Bisnis.com, JAKARTA - Anggota Komisi V DPR RI dari Fraksi Partai PKS, Sigit Sosiantomo, menyoroti isu pemberian subsidi atau public service obligation (PSO) pada tarif tiket Kereta Cepat Jakarta Bandung.
Sigit menyebut sempat adanya perbedaan pernyataan di pemerintahan terkait pemberian subsidi pada Kereta Cepat. Dia mengatakan, Menteri Perhubungan Budi Karya Sumadi pernah menyatakan tiket Kereta Cepat tidak akan mendapat subsidi.
Di sisi lain, Presiden Joko Widodo (Jokowi) sempat menyebutkan akan memberikan subsidi tarif atau PSO untuk Kereta Cepat.
“Kami minta penegasan aja, apakah ada subsidi PSO di daftar Dirjen-Dirjen yang ada di Kementerian Perhubungan [Kemenhub],” jelas Sigit dalam Rapat Dengar Pendapat Komisi V DPR RI dengan Menteri PUPR, Menteri Perhubungan, Menteri Desa PDT dan Transmigrasi, Kepala BMKG dan Kepala BNPP di Kompleks Parlemen, Jakarta, Kamis (7/9/2023).

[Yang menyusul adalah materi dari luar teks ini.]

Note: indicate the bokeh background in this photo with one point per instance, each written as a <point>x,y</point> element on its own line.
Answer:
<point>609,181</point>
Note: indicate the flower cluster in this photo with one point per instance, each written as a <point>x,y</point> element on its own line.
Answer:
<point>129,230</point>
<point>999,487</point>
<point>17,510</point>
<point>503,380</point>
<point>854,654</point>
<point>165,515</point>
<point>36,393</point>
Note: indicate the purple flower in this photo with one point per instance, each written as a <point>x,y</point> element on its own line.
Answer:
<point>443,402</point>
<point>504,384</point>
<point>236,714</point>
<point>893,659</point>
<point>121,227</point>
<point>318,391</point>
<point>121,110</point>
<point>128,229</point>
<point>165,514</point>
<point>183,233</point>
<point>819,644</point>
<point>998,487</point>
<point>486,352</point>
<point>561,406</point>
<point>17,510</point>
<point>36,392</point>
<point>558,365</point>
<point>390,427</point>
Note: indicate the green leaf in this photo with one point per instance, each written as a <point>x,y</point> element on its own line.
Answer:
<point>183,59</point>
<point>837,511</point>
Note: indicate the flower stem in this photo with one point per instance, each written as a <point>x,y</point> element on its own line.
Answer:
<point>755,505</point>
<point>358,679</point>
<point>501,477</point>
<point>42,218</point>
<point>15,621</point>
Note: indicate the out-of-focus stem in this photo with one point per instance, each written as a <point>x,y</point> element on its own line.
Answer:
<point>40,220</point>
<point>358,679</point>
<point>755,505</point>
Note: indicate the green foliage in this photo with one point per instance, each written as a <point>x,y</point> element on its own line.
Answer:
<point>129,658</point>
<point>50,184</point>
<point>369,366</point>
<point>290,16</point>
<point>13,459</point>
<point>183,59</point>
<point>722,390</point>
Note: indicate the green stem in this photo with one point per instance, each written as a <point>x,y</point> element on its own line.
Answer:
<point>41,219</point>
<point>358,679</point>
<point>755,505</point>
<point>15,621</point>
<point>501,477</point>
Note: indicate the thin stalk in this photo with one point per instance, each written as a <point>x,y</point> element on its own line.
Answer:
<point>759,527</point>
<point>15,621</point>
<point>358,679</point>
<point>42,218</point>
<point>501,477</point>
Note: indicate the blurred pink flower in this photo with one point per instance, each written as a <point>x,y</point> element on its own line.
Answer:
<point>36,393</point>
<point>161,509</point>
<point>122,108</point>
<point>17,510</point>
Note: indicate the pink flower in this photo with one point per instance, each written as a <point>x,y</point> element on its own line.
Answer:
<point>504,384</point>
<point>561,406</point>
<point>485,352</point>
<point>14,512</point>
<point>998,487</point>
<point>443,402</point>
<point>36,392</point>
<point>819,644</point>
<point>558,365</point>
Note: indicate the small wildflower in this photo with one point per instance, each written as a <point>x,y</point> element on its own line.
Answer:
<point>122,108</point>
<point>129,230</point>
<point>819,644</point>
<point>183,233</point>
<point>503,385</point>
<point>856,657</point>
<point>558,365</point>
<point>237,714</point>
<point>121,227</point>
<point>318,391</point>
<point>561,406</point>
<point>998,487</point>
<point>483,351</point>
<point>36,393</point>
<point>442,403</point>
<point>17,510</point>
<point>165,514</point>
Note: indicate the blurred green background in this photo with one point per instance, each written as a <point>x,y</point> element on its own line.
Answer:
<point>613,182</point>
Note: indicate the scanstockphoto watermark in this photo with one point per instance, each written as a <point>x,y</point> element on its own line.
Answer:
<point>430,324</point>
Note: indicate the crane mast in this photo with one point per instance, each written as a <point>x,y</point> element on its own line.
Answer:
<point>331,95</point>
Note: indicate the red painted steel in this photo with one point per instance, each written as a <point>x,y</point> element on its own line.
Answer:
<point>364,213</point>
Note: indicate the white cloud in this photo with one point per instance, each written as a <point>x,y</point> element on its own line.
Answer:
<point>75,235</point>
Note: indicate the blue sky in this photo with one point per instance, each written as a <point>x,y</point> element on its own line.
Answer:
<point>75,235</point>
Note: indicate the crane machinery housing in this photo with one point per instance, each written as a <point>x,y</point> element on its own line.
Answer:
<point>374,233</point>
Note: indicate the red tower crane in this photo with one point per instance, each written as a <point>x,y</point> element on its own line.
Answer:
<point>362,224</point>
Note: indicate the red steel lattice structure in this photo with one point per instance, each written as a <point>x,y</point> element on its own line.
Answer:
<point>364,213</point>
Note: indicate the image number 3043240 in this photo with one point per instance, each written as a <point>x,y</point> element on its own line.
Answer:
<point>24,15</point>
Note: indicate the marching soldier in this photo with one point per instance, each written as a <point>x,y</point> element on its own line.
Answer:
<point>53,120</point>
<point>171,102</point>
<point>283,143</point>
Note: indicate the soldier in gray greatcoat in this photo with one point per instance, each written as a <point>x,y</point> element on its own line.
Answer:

Terkait hal tersebut, Menteri Perhubungan Budi Karya Sumadi menegaskan bahwa pemerintah tidak akan memberikan subsidi atau PSO untuk tarif tiket Kereta Cepat.
“Saya jawab singkat, tidak ada [subsidi tiket Kereta Cepat],” katanya.
Baca Juga
Sebelumnya, Direktur Jenderal Perkeretaapian Kemenhub, Risal Wasal, juga telah mengonfirmasi layanan Kereta Cepat tidak akan disubsidi. Hal ini karena Kereta Cepat tidak termasuk dalam jenis layanan kereta ekonomi.
"Tidak dapat subsidi, kan aturannya tidak boleh," kata.
Risal mengatakan tarif awal Kereta Cepat rencananya akan berkisar pada rentang Rp250.000 hungga Rp350.000. Sebagai informasi, tarif Kereta Cepat nantinya akan terbagi menjadi 3 kelas, yakni Premium Ekonomi, Bisnis, dan First Class.
Adapun, ketentuan pemberian subsidi tarif kereta tertuang dalam Undang-undang No 23/2007 Tentang Perkeretaapian. Pasal 152 ayat 2 menyebutkan, tarif angkutan orang dapat ditetapkan oleh Pemerintah Pusat atau Pemerintah Daerah untuk angkutan pelayanan kelas ekonomi atau angkutan perintis.
Sementara itu, Pasal 153 ayat 1 menyebutkan, jika tarif yang dihitung oleh pemerintah atau pemerintah daerah lebih rendah dari yang dihitung oleh penyelenggara sarana perkeretaapian berdasarkan pedoman tarif yang ditetapkan pemerintah, selisihnya menjadi tanggung jawab pemerintah atau pemerintah daerah dalam bentuk kewajiban pelayanan publik.